Cultura

La emoción ausente

Leí una crítica de Luis Sepúlveda sobre la película de Fernando Trueba El baile de la Victoria que me hizo apreciar los mejores auspicios entes de verla. Conozco al escritor chileno, que también dirigió cine, con cierta suerte irregular -recordemos Nowhere (2002) y Corazón verde (2002)-, me gustan sus novelas, especialmente El viejo que leía novelas de amor (1989), y sé de su estimada opinión cinematográfica en cuantas veces hemos hablado en el curso del Festival de Cine Iberoamericano de Huelva, donde estuvo más de una vez. De El baile de la Victoria, el film seleccionado para el Oscar a la mejor película de habla no inglesa, Lucho Sepúlveda, que considera a Fernando Trueba como "uno de los realizadores europeos de más peso", escribía que su última realización "será una película de culto, una de esas películas que soportan el paso de los años sin perder, calor y textura".

Días después veía El baile de la Victoria, cuya crítica no del todo favorable, publicaba en esta sección el pasado viernes día 4, y siento discrepar con mi querido y admirado Lucho. En primer lugar porque la novela de su paisano y colega Antonio Skármeta era merecedora de un mejor trato cinematográfico. Un contenido en el que se combina la realidad y la ficción y se aprecia sensiblemente ese realismo mágico propio de la narrativa latinoamericana de los últimos tiempos, en un argumento que nos traslada al Chile recién liberado de la dictadura despreciable del general Pinochet, no ha trascendido como hubiéremos esperado o deseado a este trasunto fílmico que Fernando Trueba nos presenta.

Recuerdo ahora que, con motivo de la presentación de El baile de la victoria en el pasado Festival de San Sebastián, el director madrileño afirmaba que en su película había algo de amour fou, y se mezclan en ella "comedia, thriller, incluso algunos cuantos elementos del western, además de un auténtico melodrama romántico y bastante de cine negro, añado yo por mi cuenta. No se le puede contradecir porque es evidente como lo es también que la conjunción o la interposición de tantos géneros y de sus peculiaridades narrativas ofuscan un tanto el conjunto y propenden a ese afán de Trueba de saturar la ideología por encima de la expresión y como mantenía en mi crítica la película, quizás por ser demasiado fiel a la novela original en su estructura narrativa, se hace excesivamente literaria en ocasiones y otras veces adquiere relieves poéticos, sin que unas circunstancias y otras consigan las emociones que pretenden.

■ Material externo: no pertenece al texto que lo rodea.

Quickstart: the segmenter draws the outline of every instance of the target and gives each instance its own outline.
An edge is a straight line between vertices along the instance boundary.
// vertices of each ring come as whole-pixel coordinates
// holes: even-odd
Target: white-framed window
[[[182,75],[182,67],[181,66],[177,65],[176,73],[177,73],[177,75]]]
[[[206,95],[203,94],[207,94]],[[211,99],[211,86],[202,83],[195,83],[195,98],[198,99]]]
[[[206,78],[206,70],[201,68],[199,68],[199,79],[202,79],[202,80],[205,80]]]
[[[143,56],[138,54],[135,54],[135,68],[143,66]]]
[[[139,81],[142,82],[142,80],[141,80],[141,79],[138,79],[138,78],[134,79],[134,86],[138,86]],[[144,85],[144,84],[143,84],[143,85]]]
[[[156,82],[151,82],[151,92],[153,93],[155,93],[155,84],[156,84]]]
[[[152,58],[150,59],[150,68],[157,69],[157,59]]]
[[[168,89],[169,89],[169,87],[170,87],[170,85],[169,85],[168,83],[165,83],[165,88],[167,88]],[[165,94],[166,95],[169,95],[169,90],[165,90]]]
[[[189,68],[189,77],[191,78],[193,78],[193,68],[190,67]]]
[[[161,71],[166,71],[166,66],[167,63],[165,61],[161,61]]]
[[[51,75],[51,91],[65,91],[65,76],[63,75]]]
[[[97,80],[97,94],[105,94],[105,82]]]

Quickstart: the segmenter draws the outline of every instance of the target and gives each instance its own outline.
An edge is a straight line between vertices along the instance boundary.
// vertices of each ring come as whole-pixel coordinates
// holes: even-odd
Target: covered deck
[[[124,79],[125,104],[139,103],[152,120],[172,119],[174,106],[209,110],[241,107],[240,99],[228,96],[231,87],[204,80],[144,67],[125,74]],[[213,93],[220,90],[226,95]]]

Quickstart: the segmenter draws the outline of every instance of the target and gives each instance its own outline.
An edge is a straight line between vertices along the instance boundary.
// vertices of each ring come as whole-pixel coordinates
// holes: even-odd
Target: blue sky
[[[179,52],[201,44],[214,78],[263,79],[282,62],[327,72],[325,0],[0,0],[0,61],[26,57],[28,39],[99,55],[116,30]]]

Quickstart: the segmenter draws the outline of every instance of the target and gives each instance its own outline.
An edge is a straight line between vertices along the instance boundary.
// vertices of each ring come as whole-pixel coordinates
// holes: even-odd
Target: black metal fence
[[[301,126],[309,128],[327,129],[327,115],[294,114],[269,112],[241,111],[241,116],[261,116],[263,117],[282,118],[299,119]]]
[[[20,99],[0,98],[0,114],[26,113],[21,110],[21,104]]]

Tal consideración no excluye que en la película hallamos pasajes muy bellos, momentos brillantes de buen cine y de inspirada estética, pero son instantes aislados que en el conjunto se diluyen lastimosamente. Y, sinceramente, en demasiadas ocasiones está lejos de lo que Sepúlveda atribuía a Trueba, que había tomado "una historia, la pasó por la magia de su cámara y la transformó en un poema". No es así del todo, hay disonancias, hay ciertas emociones ausentes, que rompen la rima. Hay ocasiones en que la trasposición al cine de una novela no necesita ser tan fiel, como lo es esta adaptación que hoy nos ocupa -salvo la conversión de la joven protagonista en una muda un tanto autista, que devalúa considerablemente un personaje mucho más aprovechable-, llevando mucho más allá de lo necesario ciertas situaciones proclives por ello a un patetismo un tanto grotesco.

Todo ello abundado de planos innecesarios, falsh-backs sobrados y superfluos que no son precisos para entender la historia, además de unas interpretaciones que, salvo la de Ricardo Darín -que, todo hay que decirlo, tiene muchas mejores actuaciones-, malogran la entidad de los personajes. La de los protagonistas está muy lejos de transmitir ese apasionado amor que da a entender la trama. Un factor más desfavorable que manifiesta esa emoción tantas veces ausente en el relato.